Gambian authorities say the search for dozens of other missing victims has intensified, and a new panel established by Mai Ahmad Fatty, the head of Gambian homeland security, is making them a priority. Victims of atrocities include Ahagie Ceesay and Ebou Jobe, naturalized Americans who returned to their native Gambia to launch a software business before disappearing – and who, intelligence officials now say, were summarily executed by excruciating means because Jammeh believed they were spies seeking a coup.
Much in The Gambia appears to be changing quickly. Prisoners who were held without trial have been released, including 171 set free last month.

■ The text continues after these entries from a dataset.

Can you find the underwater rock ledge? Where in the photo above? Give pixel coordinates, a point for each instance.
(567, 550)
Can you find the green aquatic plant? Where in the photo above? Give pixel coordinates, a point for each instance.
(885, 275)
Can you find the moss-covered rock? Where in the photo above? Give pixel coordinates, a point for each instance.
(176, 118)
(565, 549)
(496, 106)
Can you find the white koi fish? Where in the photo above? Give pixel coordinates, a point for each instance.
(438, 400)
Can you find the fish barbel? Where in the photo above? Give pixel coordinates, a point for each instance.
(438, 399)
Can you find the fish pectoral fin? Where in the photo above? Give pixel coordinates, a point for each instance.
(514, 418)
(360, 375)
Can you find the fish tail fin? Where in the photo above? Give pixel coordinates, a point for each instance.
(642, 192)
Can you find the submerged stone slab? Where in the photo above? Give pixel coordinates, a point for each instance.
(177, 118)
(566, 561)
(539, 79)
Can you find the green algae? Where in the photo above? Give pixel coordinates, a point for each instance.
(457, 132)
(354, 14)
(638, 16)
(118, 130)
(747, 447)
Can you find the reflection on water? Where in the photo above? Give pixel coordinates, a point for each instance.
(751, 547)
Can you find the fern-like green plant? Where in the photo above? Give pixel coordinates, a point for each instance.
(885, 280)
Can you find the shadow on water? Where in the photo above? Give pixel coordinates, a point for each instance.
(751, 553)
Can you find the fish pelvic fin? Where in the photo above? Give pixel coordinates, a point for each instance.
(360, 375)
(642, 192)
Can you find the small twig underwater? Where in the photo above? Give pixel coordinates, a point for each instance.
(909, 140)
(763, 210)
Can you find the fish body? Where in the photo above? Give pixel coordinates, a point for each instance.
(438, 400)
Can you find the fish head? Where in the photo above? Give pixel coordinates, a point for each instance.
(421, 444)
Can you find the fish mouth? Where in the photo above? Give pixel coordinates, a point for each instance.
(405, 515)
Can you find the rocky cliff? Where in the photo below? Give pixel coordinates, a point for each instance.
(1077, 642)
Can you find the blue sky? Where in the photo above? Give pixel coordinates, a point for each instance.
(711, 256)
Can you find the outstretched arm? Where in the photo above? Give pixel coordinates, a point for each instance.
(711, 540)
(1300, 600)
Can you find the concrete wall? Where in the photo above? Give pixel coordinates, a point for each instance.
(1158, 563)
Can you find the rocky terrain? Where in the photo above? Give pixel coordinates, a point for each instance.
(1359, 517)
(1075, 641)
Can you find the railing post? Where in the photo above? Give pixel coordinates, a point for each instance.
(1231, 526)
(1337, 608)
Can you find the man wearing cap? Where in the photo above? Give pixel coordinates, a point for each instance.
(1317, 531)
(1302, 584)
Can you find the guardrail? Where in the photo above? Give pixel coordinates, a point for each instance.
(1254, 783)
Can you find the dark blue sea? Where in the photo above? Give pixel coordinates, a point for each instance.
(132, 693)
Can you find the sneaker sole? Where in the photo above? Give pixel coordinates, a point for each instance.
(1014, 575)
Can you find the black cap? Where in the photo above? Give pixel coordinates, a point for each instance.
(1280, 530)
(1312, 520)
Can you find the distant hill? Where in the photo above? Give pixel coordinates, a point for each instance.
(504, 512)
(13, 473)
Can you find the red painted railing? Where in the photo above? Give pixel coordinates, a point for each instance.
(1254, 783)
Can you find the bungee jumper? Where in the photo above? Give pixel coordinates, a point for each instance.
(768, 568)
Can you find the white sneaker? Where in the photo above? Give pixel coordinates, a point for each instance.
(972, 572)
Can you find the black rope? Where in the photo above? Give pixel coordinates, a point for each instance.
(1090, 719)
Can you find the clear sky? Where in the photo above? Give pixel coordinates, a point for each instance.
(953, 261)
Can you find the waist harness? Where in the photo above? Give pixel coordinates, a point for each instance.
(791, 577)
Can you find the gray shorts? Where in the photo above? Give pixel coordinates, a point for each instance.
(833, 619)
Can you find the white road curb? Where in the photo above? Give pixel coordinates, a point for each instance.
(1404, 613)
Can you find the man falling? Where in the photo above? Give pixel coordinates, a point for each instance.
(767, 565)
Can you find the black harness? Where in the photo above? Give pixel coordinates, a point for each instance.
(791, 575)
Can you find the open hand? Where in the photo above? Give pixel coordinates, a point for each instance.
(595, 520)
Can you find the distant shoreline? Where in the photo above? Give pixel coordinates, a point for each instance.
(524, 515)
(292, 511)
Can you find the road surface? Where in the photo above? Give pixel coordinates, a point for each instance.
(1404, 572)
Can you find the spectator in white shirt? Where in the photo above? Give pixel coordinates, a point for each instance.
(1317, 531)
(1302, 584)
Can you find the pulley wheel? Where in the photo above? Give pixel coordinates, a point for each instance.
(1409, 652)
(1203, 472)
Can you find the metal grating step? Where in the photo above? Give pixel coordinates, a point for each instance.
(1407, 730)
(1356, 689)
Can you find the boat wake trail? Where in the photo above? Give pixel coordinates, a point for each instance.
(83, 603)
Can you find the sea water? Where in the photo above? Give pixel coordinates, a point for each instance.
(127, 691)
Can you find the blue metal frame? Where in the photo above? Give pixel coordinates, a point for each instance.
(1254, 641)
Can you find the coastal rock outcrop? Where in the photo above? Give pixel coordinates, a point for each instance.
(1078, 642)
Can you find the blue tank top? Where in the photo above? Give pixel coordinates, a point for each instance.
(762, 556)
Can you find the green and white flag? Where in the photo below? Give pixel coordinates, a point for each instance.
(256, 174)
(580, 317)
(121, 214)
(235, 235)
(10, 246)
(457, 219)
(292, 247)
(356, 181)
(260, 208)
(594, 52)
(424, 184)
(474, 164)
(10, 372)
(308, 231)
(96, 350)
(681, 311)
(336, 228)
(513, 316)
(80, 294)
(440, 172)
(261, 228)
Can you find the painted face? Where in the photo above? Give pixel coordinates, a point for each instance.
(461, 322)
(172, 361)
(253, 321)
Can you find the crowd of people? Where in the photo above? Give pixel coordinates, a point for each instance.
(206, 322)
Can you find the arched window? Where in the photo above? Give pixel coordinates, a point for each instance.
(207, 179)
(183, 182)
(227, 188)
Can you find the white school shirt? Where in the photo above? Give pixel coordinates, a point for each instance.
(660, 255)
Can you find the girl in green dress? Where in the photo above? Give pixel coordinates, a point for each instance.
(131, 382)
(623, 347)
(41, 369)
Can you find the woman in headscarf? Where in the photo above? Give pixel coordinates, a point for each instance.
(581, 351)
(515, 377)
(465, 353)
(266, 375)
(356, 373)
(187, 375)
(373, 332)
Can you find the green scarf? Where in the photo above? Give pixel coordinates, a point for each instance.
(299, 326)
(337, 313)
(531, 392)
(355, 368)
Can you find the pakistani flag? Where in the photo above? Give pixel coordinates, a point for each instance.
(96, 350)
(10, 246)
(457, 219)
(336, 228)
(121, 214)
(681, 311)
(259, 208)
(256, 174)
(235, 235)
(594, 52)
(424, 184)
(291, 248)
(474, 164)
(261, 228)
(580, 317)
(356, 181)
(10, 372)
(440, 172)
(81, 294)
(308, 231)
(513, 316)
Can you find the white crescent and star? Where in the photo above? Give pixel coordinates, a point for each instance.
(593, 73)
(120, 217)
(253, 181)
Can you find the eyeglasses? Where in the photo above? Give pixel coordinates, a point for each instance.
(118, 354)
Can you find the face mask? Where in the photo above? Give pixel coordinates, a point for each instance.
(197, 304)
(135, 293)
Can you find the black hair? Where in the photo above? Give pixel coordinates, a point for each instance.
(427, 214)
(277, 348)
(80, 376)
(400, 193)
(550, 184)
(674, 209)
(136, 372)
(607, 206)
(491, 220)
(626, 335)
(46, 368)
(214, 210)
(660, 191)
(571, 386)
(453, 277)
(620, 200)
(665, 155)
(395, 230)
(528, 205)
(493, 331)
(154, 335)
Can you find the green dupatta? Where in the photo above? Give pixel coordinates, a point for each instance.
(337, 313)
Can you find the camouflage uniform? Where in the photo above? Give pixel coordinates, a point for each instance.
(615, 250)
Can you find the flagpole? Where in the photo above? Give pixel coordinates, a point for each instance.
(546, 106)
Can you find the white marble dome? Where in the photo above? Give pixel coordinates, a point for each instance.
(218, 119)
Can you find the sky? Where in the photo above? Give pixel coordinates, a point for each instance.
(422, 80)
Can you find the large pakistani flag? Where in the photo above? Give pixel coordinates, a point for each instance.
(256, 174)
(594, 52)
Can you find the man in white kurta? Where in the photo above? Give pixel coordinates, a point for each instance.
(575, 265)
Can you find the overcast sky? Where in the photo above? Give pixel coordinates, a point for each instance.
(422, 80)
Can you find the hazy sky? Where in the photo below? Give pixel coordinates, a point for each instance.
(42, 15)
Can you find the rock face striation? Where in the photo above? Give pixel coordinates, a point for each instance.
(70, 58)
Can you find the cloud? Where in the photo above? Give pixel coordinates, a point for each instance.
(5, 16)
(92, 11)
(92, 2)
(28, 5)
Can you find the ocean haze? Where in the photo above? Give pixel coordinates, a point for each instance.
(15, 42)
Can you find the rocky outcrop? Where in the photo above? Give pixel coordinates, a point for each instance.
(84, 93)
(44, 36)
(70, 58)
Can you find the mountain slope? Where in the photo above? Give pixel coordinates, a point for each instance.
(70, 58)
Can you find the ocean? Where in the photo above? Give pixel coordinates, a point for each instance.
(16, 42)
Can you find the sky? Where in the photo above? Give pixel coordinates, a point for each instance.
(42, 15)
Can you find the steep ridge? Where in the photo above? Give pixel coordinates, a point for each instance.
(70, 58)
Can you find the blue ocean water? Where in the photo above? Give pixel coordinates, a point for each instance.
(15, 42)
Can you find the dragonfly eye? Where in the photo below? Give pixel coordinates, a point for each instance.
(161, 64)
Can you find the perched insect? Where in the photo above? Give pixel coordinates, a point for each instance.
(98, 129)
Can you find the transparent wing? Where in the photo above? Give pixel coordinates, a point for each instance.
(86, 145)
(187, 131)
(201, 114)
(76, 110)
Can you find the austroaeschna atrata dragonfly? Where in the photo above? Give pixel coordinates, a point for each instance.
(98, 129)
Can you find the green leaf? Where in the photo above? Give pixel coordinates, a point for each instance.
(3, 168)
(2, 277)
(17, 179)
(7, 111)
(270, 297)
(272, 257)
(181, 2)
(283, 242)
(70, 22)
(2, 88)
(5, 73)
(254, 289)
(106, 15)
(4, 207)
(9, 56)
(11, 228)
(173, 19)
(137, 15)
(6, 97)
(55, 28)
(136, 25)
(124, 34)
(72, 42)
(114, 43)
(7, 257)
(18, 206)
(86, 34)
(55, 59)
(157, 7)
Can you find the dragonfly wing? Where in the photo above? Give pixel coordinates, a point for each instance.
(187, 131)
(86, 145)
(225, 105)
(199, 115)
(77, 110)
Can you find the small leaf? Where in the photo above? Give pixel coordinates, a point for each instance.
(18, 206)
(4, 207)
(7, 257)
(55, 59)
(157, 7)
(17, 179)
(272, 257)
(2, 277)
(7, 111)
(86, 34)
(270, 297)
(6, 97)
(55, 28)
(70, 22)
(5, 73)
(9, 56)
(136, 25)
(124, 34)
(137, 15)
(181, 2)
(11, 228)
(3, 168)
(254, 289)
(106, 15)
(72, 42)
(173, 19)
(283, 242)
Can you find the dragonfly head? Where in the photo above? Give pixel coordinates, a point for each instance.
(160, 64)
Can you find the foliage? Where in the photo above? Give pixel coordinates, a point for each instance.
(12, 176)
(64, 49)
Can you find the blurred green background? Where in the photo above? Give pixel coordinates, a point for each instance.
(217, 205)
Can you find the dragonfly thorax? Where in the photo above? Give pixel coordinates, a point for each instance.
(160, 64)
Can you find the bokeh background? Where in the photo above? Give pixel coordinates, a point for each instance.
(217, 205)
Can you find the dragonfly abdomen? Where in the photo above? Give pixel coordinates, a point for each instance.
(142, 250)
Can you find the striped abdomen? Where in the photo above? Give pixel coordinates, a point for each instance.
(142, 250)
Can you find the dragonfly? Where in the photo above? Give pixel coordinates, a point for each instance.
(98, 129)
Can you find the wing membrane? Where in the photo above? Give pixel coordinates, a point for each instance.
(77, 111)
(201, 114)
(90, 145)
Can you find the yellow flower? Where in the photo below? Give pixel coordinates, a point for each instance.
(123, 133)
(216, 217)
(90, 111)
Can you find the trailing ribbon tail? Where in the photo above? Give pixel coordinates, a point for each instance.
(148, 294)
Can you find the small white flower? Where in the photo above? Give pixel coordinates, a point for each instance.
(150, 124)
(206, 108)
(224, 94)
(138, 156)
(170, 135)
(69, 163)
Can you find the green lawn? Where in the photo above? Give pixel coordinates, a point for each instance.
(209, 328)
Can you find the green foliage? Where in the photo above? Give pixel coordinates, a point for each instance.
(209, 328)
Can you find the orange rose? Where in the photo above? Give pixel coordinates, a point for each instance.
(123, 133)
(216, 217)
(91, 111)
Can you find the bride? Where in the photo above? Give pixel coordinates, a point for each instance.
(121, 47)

Darboe, the former head of the UDP opposition, was released on bail with others in early December right after Barrow’s presidential victory, but before the weeks of stalling and denial that preceded Jammeh’s departure.
Local media said Saturday that neighboring Senegal has extradited a Gambian military general caught on the Guinea-Bissau border, and returned him to face human rights abuse charges, along with other detained former military members. On the financial front, four agency directors under Jammeh have been arrested in connection with the missing millions as that investigation begins. And with Gambian parliamentary elections set for next month – and some fraying of coalition unity already in motion – observers from the European Union will be on hand this time. Under Jammeh’s rule, they were previously denied access.
Yet Tambadou, the new justice minister, asks Gambians to be patient and trust in the process for establishing justice. “Many are expecting that the rapid political transformation the country has undergone will lead to equally swift changes in all other walks of life,” writes Vincent Haiges for Deutsche Welle.
“Reforms cannot be enacted overnight, Tambadou said. Not even in the new Gambia.”